RNA granule assembly and disassembly modulated by nuclear factor associated with double-stranded RNA 2 and nuclear factor 45.

出版信息

J Biol Chem. 2014 Jul 25;289(30):21163-80. doi: 10.1074/jbc.M114.556365.
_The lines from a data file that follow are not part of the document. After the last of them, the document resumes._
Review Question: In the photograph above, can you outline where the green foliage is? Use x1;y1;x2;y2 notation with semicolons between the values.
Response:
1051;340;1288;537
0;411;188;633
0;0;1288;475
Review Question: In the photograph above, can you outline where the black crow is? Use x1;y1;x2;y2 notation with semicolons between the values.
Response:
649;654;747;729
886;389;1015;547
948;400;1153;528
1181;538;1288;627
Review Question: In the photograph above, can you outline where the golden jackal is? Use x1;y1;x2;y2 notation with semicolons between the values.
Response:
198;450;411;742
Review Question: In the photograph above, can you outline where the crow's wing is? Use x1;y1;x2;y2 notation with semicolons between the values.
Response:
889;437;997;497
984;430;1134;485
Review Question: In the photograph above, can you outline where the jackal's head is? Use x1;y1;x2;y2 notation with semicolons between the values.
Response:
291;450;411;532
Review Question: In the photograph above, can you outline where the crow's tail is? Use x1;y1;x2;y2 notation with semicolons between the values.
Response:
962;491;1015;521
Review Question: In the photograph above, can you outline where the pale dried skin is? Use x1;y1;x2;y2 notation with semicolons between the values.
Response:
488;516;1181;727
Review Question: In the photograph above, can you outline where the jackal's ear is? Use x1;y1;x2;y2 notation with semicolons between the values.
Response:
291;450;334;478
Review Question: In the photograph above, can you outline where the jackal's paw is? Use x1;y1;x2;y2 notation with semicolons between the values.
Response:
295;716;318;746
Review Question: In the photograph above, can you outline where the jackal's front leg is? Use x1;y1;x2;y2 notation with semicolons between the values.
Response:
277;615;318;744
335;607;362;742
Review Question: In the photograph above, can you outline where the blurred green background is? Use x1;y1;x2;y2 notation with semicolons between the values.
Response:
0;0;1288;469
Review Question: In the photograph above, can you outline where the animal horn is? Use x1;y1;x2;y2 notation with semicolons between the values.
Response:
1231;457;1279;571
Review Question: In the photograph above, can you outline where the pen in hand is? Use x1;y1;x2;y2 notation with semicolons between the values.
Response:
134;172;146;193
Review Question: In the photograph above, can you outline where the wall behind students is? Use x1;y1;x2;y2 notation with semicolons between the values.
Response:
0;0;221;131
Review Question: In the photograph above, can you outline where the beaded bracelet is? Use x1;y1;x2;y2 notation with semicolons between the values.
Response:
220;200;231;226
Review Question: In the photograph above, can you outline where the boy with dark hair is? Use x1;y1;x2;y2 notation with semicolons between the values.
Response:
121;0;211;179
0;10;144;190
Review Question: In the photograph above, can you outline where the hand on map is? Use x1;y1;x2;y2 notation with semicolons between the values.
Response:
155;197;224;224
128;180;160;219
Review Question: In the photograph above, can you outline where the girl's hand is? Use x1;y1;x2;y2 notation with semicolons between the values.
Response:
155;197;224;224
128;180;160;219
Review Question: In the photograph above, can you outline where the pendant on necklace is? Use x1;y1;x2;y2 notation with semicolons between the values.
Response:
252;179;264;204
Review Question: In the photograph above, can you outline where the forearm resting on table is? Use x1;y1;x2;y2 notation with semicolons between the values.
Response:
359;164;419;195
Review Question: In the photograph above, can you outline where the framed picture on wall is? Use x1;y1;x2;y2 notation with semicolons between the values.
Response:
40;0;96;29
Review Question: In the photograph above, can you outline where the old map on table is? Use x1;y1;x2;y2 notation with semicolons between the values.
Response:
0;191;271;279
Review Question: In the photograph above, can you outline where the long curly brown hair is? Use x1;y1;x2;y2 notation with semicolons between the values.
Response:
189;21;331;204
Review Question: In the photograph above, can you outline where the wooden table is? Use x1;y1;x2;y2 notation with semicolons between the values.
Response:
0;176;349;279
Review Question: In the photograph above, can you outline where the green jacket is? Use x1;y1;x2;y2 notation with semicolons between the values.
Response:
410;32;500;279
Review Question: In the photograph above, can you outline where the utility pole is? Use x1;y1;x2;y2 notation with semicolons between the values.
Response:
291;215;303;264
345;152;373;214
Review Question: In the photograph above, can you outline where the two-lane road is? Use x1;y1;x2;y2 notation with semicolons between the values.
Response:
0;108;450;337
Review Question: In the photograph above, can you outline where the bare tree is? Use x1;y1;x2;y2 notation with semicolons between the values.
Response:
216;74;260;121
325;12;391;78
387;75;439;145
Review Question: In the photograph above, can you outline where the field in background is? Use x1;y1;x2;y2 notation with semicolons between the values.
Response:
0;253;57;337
DOI:10.1074/jbc.M114.556365
PMID:24920670
原文链接:https://pmc.ncbi.nlm.nih.gov/articles/PMC4110319/
Abstract

RNA granules are large messenger ribonucleoprotein complexes that regulate translation and mRNA translocation to control the timing and location of protein synthesis. The regulation of RNA granule assembly and disassembly is a structural basis of translational control, and its disorder is implicated in degenerative disease. Here, we used proteomic analysis to identify proteins associated with RNA granule protein 105 (RNG105)/caprin1, an RNA-binding protein in RNA granules. Among the identified proteins, we focused on nuclear factor (NF) 45 and its binding partner, nuclear factor associated with dsRNA 2 (NFAR2), and we demonstrated that NF45 promotes disassembly of RNA granules, whereas NFAR2 enhances the assembly of RNA granules in cultured cells. The GQSY domain of NFAR2 was required to associate with messenger ribonucleoprotein complexes containing RNG105/caprin1, and it was structurally and functionally related to the low complexity sequence domain of the fused in sarcoma protein, which drives the assembly of RNA granules. Another domain of NFAR2, the DZF domain, was dispensable for association with the RNG105 complex, but it was involved in positive and negative regulation of RNA granule assembly by being phosphorylated at double-stranded RNA-activated kinase sites and by association with NF45, respectively. These results suggest a novel molecular mechanism for the modulation of RNA granule assembly and disassembly by NFAR2, NF45, and phosphorylation at double-stranded RNA-activated kinase PKR sites.

摘要

RNA 颗粒是大型信使核糖核蛋白复合物,可调节翻译和 mRNA 易位,以控制蛋白质合成的时间和位置。RNA 颗粒组装和拆卸的调节是翻译控制的结构基础,其无序与退行性疾病有关。在这里,我们使用蛋白质组学分析来鉴定与 RNA 颗粒蛋白 105(RNG105)/帽蛋白 1 相关的蛋白质,该蛋白是 RNA 颗粒中的 RNA 结合蛋白。在鉴定的蛋白质中,我们专注于核因子(NF)45 及其结合伴侣双链 RNA 相关核因子 2(NFAR2),并证明 NF45 促进 RNA 颗粒的解体,而 NFAR2 增强培养细胞中 RNA 颗粒的组装。NFAR2 的 GQSY 结构域需要与含有 RNG105/帽蛋白 1 的信使核糖核蛋白复合物结合,并且与肉瘤融合蛋白的低复杂度序列结构域在结构和功能上相关,该序列结构域驱动 RNA 颗粒的组装。NFAR2 的另一个结构域 DZF 结构域对于与 RNG105 复合物的结合是可有可无的,但它通过在双链 RNA 激活激酶位点磷酸化以及与 NF45 结合,分别参与 RNA 颗粒组装的正向和负向调节。这些结果表明 NFAR2、NF45 和双链 RNA 激活激酶 PKR 位点磷酸化通过一种新的分子机制来调节 RNA 颗粒的组装和解体。